Commenting today on RTÉ’s News at One, HSE Chief Operations Officer Damien McCallion said that the initial review carried out identified a number of significant issues in post-surgery patients.

“These were areas like wound complications after surgery, or metalwork had to be removed which is part of this complex surgery and higher level infections,” he said.

“Tragically one of those children passed and [is] deceased, and there has been a lot of contact with that family.

“That’s subject to investigation, and forms part of this review. Secondly, there was a child who had very serious complications.

Then there were three children who had an unauthorised device, non-certified for use in the procedure, and then a variety of complications, which are the 19 children that are impacted here.
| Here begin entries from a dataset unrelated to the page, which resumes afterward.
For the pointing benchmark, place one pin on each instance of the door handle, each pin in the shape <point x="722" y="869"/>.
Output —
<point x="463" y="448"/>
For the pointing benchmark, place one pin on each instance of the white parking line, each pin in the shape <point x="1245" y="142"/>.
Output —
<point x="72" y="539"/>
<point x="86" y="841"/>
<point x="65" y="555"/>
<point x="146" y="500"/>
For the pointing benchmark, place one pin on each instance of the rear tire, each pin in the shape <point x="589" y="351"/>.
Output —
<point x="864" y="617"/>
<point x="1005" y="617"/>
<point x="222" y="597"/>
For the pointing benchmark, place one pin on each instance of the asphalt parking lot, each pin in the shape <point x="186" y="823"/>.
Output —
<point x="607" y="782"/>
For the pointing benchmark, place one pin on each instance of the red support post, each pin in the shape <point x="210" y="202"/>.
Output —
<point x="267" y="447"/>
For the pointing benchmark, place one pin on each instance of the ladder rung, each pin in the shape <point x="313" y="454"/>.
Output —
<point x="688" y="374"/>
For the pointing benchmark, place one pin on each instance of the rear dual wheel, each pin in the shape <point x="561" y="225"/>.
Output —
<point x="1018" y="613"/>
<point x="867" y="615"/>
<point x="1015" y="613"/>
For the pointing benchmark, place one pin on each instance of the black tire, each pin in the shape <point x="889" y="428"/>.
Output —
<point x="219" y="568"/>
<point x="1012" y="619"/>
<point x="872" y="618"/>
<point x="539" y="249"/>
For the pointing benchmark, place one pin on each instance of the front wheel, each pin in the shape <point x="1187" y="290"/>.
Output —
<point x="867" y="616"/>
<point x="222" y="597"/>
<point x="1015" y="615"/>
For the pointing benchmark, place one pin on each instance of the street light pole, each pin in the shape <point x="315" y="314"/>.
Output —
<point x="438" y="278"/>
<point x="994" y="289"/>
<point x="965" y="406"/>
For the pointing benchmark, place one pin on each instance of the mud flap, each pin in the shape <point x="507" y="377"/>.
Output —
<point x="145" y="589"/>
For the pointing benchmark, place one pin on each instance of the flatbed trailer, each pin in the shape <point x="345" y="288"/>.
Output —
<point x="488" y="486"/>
McCallion said that all of these cases form part of the review, and have been followed up on. In relation to the unauthorised devices, he said two patients have subsequently had them removed.

“I suppose in simple terms, these are parts that are used as part of the surgery. And they’re basically metalwork parts that are used. And unfortunately in this instance, it appears that three children had authorised parts used as part of their surgery,” he said.

They’ve all been contacted, two have subsequently had them removed as part of their normal process and CHI and working with the other family, in relation to what’s needed and what needs to be done with their child.

 Chief clinical officer at the HSE Dr Colm Henry said in a statement that the review will “examine the reports already completed and complete a risk assessment of the relevant areas of orthopaedic surgery in CHI at Temple Street as soon as practicable and before the end of 2023″.

“This will determine the specific timelines and milestones for the review process. The review may also make findings and recommendations that apply across all CHI hospitals and to the new children’s hospital and will be published,” he said.

Dr Allan Goldman, Chief Medical Officer of CHI said in a statement that CHI “deeply regrets the impact that the issues identified have had on patients and their families”.

“We welcome the HSE’s external review. We will use the findings, in conjunction with the findings and actions from CHI’s reviews of the Spinal Surgery service at CHI at Temple Street, to inform our ongoing improvement programme.

“CHI staff are committed and motivated to provide safe, effective, patient-centred and efficient care to spina bifida patients to improve clinical outcomes.

We care deeply about the quality of that care. The families involved and the safety of patients remain our priority. We are in the process of putting in place measures to ensure the treatment of our patients is not disrupted or delayed as a result of this review.

Political concern

Speaking to reporters in New York after his address to the United Nations, Taoiseach Leo Varadkar labelled the incident as “very concerning, very worrying news”.

“I know any family who is affected has been engaged with and an open disclosure is happening so I want to reassure any [of the] families, if this concerns them, they have been informed already,” Varadkar said.

The Taoiseach said that an investigation is underway and that, while he wants to refrain from speculating on the outcome, he said the situation relates to the performance of “one consultant” in particular.

Varadkar said the state’s pediatric healthcare has “very good outcomes” and believes children get very good healthcare in the country.

“But that’s not to say that sometimes services don’t fail and sometimes there aren’t difficulties with individual practitioners but it’s important now there is a full investigation,” he added.

Tánaiste Micheál Martin said the situation was “very very concerning”.

Martin said: “I can’t preempt the external review but it is incumbent on the Health Service Executive and all involved in healthcare that the highest standards prevail and we are very clear of making sure that optimal standards always prevail.”

Martin said that the situation is “devastating” for the families involved.

“No words of mine can console any mother or father on the lost of their child in these circumstances but our sympathies are with any parents who’ve lost their child in a situation like this.”